Ce rapport constitue un sérieux désaveu pour la SNCF, qui, avec le soutien du ministère des Transports, plaide depuis des mois que l’arrivée de nouveaux concurrents menace son modèle économique basé sur la péréquation, essentiel pour l'aménagement du territoire. La SNCF soulève des inquiétudes, affirmant que la concurrence sur les lignes à grande vitesse fragilise ses opérations, notamment en ce qui concerne la rentabilité.
Actuellement, une majorité des lignes à grande vitesse gérées par la SNCF ne sont pas rentables. Les liaisons déficitaires lui coûtent environ 200 millions d'euros par an, compensés par les bénéfices de lignes lucratives telles que Paris-Lyon. C'est ce système de péréquation qui lui permet de maintenir des services à des zones moins rentables.
Néanmoins, la SNCF s’inquiète des nouveaux acteurs comme Trenitalia qui se concentrent uniquement sur les liaisons rentables, laissant de côté les arrêts intermédiaires, rendant ainsi son modèle économique encore plus précaire.

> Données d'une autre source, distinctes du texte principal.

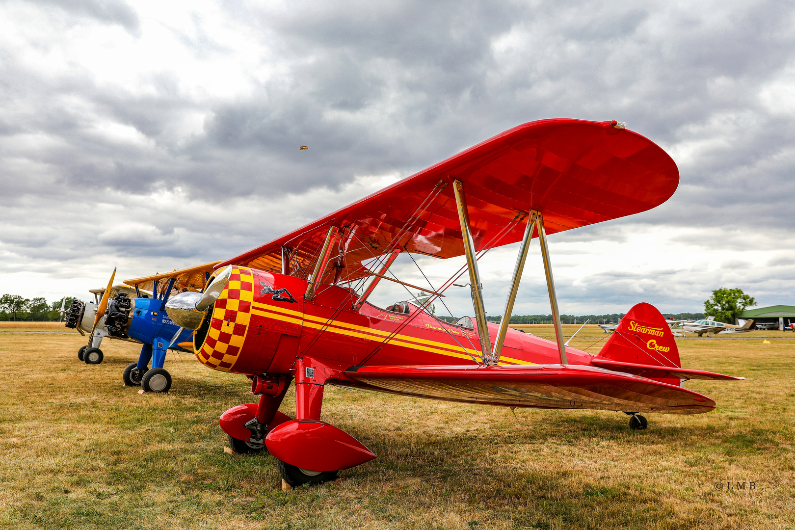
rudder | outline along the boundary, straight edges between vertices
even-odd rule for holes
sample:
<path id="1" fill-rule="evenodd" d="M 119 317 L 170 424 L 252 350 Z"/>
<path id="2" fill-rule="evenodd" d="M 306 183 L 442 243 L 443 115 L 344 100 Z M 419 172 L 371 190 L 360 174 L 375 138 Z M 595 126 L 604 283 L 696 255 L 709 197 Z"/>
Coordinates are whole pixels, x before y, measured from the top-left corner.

La SNCF a réduit sa desserte des villes moyennes avant l'arrivée de la concurrence
Cependant, une récente analyse de l'ART va à l'encontre de la vision défendue par la SNCF. Selon l'étude, la concurrence n'a pas causé les déséquilibres du système ferroviaire français, mais les met en lumière. "La concurrence n'est pas la cause des déséquilibres, mais un révélateur", déclare l'ART. En effet, la SNCF a déjà diminué son empreinte sur les dessertes considérées comme non rentables avant même l'apparition de nouveaux concurrents.
Entre 2017 et 2024, les dessertes des villes de taille moyenne ont reculé de 8 %, avec une chute de 12 % pour les agglomérations de moins de 700 000 habitants. Des résultats qui invitent à la réflexion sur les véritables causes des difficultés traversées par le rail français.
L'ART affirme également que les nouveaux entrants contribuent à l'aménagement du territoire, diversifiant progressivement leurs offres et aidant à financer les liaisons moins rentables. Les études montrent que, sur les lignes majeures comme Paris-Lyon, ces nouveaux acteurs couvrent plus du double de leurs coûts d'infrastructure.
Pour renforcer ce système, le régulateur propose une baisse ciblée des péages, permettant de revitaliser les lignes les plus fragiles et de stimuler la concurrence.
Des conclusions contestées par Jean Castex
Le président de la SNCF, Jean Castex, conteste les recommandations de l'ART, suggérant que des mesures comme l'augmentation des péages sur les lignes les plus rentables pourraient être nécessaires pour préserver les dessertes. Mais l'ART met en garde contre des conséquences juridiques négatives pouvant découler de telles décisions, suggérant qu'elles pourraient, au contraire, nuire aux voyageurs.
De son côté, l'association Afra, représentant plusieurs concurrents de la SNCF, se réjouit des conclusions de l'ART, soulignant que l'ouverture à la concurrence améliore la performance du système ferroviaire. Avec une telle dynamique, les péages pourraient générer entre 200 et 300 millions d'euros de revenus supplémentaires pour SNCF Réseau auehorizon 2029.
Enfin, rappelons que le chantier de la loi-cadre Transports, en discussion à l'Assemblée nationale, prévoit d'orienter une partie des recettes des autoroutes, estimées à 2,5 milliards d'euros par an, pour soutenir le rail. Cependant, ces mesures ne devraient pas être appliquées avant 2032. Face à ce tableau complexe, la SNCF se trouve à un carrefour déterminant pour son avenir.